Cryptocurrencies can be a hedge against sharp movements in other asset classes, but the volatility they experience is a bit of a dampener. However, with central banks stepping into the crypto game, this is a space that needs to be watched closely, HDFC Bank said in a report.
In the report titled “Cryptocurrencies: Fad or Forever?”, HDFC Bank’s treasury research team led by its chief economist Abheek Barua said that it is just a matter of time before Indian investors have legal access to crypto plays.
The report, from one of the biggest lenders in India, has come at a time when there is ambiguity over crypto regulations. While the Supreme Court in March last year had overturned the Reserve Bank of India’s ban and allowed lenders to extend banking facilities for such transactions, the central bank recently informally asked banks to stay away from businesses dealing in cryptocurrencies.
Financial institutions such as ICICI Bank, Yes Bank and Paytm Payments Bank have severed ties with the crypto sector.
Meanwhile, the Indian government is in the process of formulating a bill on cryptocurrencies.
Moreover, in terms of portfolio diversification, the HDFC Bank report was hopeful that like gold, bitcoin can evolve into a major asset class. “We find a positive correlation between gold and Bitcoin’s daily returns. Though the correlation was weak to start with but it has been rising… from a portfolio diversification perspective it has the properties of being a good hedge,” the report added.
However, the report warned that a strong correlation between bitcoin prices and google searches indicates that it is perhaps more of a fad.
It also raised concerns over often-conflicting properties of cryptocurrencies. “Yes, they help to hedge against sharp movements in other asset classes but its own volatility that seems to be driven primarily by transient bouts of intense interest is a bit of a dampener.”
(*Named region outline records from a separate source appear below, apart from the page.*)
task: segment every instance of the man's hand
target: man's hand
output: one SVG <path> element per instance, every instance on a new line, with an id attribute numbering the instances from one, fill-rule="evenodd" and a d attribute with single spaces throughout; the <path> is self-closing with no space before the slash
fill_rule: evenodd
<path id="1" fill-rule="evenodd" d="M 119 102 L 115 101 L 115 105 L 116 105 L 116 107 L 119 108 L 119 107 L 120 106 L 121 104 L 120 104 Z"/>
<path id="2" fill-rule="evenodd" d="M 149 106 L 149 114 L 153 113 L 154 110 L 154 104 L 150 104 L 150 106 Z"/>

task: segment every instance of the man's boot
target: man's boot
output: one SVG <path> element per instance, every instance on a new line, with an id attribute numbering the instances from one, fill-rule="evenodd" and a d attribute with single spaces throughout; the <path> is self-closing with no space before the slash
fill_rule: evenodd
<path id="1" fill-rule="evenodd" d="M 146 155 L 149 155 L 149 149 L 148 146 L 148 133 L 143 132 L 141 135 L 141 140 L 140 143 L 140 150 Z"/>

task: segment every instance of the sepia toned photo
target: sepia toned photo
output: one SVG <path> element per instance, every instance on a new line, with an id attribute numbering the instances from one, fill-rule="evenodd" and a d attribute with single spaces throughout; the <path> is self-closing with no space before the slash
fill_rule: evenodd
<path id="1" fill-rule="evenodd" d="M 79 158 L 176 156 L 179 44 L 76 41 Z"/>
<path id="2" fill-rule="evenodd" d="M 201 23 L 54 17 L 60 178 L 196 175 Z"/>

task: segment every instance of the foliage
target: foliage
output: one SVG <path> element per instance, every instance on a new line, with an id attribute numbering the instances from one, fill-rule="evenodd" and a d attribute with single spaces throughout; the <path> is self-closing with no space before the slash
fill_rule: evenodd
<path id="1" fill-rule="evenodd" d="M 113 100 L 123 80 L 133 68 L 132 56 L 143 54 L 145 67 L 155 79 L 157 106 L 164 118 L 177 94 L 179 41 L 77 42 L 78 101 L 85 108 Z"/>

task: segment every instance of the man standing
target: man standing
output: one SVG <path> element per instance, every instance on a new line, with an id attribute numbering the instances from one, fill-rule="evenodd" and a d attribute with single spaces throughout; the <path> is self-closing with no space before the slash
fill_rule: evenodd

A key positive highlighted in the report was an increasing appetite for cryptocurrencies as gauged by number of addresses with non-zero balance. “This might suggest that the digital tokens are here to stay and are not going away in a hurry.”
A bitcoin address indicates the source or destination of a bitcoin payment. The number of bitcoin addresses with non-zero balance stood at 33 million as of December 2020 compared with 3.9 million addresses in 2014.
Moreover, Bitcoin has been one of the best performing asset classes over the past few years with a return of 10,869% since 2015 against 102% of S&P, 184% of Nasdaq and 59% of gold.